Selain itu, alur flashback di buku
ini juga terbantu dengan font miringnya,
sehingga pembaca lebih mudah membedakan (seperti itu!). Hujan dan Teduh berkisah tentang Bintang Dewatra dengan kehidupan
cintanya yang tidak biasa—bisa dibilang, terlalu ramai. Pada alur maju, penulis
mengisahkan rona cinta Bintang di kampus saat dia kuliah dan berpacaran dengan
cowoknya, Noval. Sementara, untuk alur flashback,
pembaca diajak ke masa lalu Bintang saat dia masih sekolah di SMA. Waktu
ketika dia bertemu dengan Kaila—sahabat terdekatnya—yang kemudian menjadi
pacarnya.
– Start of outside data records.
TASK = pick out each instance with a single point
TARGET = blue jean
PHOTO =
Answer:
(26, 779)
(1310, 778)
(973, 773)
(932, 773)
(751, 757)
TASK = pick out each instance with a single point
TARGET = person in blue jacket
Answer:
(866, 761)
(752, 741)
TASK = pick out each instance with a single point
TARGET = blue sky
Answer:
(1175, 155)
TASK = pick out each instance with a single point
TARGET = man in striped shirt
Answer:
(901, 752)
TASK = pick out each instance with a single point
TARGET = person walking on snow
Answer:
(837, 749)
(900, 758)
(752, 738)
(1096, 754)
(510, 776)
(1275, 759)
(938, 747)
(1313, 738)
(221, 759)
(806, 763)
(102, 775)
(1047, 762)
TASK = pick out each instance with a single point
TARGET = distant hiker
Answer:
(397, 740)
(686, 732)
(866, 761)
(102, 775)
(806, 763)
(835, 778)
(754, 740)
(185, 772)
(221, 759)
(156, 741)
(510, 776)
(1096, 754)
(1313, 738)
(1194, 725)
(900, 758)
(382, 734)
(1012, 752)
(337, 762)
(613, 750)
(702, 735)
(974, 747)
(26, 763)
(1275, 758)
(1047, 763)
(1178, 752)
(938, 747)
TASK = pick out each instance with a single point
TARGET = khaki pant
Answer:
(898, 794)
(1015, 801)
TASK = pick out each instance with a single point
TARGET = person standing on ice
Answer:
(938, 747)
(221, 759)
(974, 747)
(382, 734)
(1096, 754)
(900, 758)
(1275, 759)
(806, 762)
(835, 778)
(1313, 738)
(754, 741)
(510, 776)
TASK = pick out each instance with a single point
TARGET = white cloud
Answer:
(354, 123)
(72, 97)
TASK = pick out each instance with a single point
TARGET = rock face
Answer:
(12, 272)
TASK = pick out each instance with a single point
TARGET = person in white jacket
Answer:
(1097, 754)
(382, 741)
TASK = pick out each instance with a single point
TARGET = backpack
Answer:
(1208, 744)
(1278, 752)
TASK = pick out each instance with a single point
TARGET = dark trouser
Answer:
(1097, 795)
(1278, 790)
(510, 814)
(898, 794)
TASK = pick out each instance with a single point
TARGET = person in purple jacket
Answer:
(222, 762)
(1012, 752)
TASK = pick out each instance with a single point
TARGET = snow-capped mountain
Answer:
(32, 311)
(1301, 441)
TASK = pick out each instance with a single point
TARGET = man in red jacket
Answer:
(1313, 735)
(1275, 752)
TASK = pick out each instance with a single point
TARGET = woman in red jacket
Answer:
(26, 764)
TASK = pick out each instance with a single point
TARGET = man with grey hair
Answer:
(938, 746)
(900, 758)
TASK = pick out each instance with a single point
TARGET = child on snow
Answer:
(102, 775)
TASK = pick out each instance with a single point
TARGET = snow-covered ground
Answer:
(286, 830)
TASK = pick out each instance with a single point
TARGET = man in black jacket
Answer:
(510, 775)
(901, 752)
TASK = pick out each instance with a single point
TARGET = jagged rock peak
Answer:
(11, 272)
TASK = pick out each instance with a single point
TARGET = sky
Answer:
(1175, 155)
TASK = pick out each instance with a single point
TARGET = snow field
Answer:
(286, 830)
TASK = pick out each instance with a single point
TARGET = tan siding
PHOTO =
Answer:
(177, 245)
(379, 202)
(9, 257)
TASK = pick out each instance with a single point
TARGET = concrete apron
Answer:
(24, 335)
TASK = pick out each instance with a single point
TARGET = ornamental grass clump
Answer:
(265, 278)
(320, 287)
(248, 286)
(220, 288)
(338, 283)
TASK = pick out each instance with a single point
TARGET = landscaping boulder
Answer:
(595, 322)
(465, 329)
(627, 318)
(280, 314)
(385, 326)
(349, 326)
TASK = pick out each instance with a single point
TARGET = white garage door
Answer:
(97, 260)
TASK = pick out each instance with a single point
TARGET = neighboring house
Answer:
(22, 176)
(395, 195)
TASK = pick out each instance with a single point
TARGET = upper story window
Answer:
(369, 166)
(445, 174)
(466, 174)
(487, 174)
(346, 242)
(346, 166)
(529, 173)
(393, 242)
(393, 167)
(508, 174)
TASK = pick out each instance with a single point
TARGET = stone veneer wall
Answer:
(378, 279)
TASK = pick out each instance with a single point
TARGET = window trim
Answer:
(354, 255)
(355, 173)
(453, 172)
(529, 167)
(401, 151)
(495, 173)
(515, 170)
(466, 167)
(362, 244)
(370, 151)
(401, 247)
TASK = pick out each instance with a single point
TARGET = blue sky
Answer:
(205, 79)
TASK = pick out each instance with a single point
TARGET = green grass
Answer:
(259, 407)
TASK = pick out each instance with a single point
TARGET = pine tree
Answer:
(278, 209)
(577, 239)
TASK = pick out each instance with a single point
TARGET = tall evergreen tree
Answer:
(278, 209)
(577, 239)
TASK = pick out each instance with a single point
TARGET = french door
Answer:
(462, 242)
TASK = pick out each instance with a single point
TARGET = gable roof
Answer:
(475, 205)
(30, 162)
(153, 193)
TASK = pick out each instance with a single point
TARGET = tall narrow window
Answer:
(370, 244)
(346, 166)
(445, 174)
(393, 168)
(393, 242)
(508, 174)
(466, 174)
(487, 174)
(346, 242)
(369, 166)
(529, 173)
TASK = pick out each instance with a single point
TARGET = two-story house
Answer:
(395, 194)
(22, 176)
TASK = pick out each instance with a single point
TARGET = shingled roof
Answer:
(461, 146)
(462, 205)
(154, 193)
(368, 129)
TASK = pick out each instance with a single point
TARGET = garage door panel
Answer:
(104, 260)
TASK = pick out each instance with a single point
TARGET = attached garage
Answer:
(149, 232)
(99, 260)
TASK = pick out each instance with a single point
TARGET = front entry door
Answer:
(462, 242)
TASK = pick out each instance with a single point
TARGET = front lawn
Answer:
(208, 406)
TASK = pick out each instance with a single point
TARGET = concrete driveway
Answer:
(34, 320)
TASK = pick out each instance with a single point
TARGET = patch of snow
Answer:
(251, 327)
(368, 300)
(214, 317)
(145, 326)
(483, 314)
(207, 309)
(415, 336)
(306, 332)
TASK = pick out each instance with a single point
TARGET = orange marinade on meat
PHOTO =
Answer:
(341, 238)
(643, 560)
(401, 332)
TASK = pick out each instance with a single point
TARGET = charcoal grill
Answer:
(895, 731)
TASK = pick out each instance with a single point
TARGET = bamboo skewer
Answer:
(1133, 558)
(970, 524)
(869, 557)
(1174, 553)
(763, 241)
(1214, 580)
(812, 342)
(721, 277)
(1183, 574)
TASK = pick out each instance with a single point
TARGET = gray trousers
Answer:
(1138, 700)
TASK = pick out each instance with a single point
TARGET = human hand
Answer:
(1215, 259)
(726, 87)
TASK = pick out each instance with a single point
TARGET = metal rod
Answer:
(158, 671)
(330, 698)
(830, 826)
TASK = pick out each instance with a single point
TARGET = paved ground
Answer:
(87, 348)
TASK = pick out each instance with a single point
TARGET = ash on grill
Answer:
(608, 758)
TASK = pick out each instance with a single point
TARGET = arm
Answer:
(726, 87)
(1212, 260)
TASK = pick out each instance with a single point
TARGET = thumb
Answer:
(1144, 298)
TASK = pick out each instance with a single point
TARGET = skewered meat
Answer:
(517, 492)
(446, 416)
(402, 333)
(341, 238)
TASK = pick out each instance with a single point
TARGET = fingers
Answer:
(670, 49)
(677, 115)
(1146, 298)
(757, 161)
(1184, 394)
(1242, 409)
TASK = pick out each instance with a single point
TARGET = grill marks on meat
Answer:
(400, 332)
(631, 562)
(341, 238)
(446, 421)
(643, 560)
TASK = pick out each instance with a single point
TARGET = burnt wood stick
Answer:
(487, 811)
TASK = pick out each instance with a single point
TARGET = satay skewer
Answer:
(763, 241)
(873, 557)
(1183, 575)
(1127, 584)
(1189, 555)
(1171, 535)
Oh iya, Bintang dan Kaila ini sama-sama cewek.
Membaca
Hujan dan Teduh ibarat membaca cinta
dengan banyak rasa. Cinta yang normal (Bintang dan Noval) maupun cinta yang
berbeda (Bintang dan Kaila). Uniknya, meskipun cinta—sebagaimana banyak hal
lain di dunia ini—memiliki dua sisi, penulis sepertinya hanya terfokus untuk
menyorot sisi kelam dari cinta. Lembar demi lembar buku ini memuat penderitaan
Bintang yang entah berapa kali terluka karena cinta. Setelah sebelumnya di SMA dia harus mencinta secara
rahasia karena cintanya yang jatuh kepada sesama wanita, maka di kampus pun dia
harus menderita lagi karena perlakuan Noval yang semena-mena. Ditinggalkan,
dikhianati, harus memendam perasaan karena ia tahu cintanya ‘salah’, mendapat
kekerasan dari laki-laki, merana karena sikap posesif yang berlebihan dari
pasangan, hingga kecelakaan-kecelakaan ‘fatal’ yang kadang menimpa sepasang
anak muda yang terlalu hanyut oleh nafsu. Jatuh cinta dalam buku ini
benar-benar jatuh sebenar-benarnya. Jatuh yang mengindikasikan rasa sakit,
luka, atau nyeri akibat gerakan jatuh. Rasa sakit yang harus ditanggung mereka
yang memutuskan untuk terjatuh karena cinta.
Kata
jatuh pada ‘jatuh cinta’ mengindikasikan bahwa cinta juga menawarkan rasa sakit
(selain juga tentunya menawarkan kebahagiaan). Sisi manis cinta, kita sudah
sering melihatnya dalam sinetron-sinetron dan drama Korea, sementara sisi sakit
cinta salah satunya bisa dibaca di buku ini. Baik itu cinta kepada sesama maupun
kepada lain jenis, semua ada duri dan madunya masing-masing. Bagi mereka yang
ingin jatuh cinta, tentunya juga kudu siap dengan rasa sakit yang mungkin kelak
mengiringi kebahagiaannya. Hanya saja, dalam kasus Hujan dan Teduh ini, saya gemes banget sama si Bintang yang entah
kenapa gemar banget berkubang dalam rasa sakit karena cinta. Perlakuan Noval
kepadanya yang sedemikian kasar, kok didiemin saja—entah apakah karena si
Bintang ini suka disakiti ataukan bentuk diam-pasrah ini semacam penebusannya
atas cintanya yang keliru di masa lalu. Sementara luka-lula baru muncul setelah
yang lama mengering, Bintang terus saja memaafkan Noval. Please, deh Bintang!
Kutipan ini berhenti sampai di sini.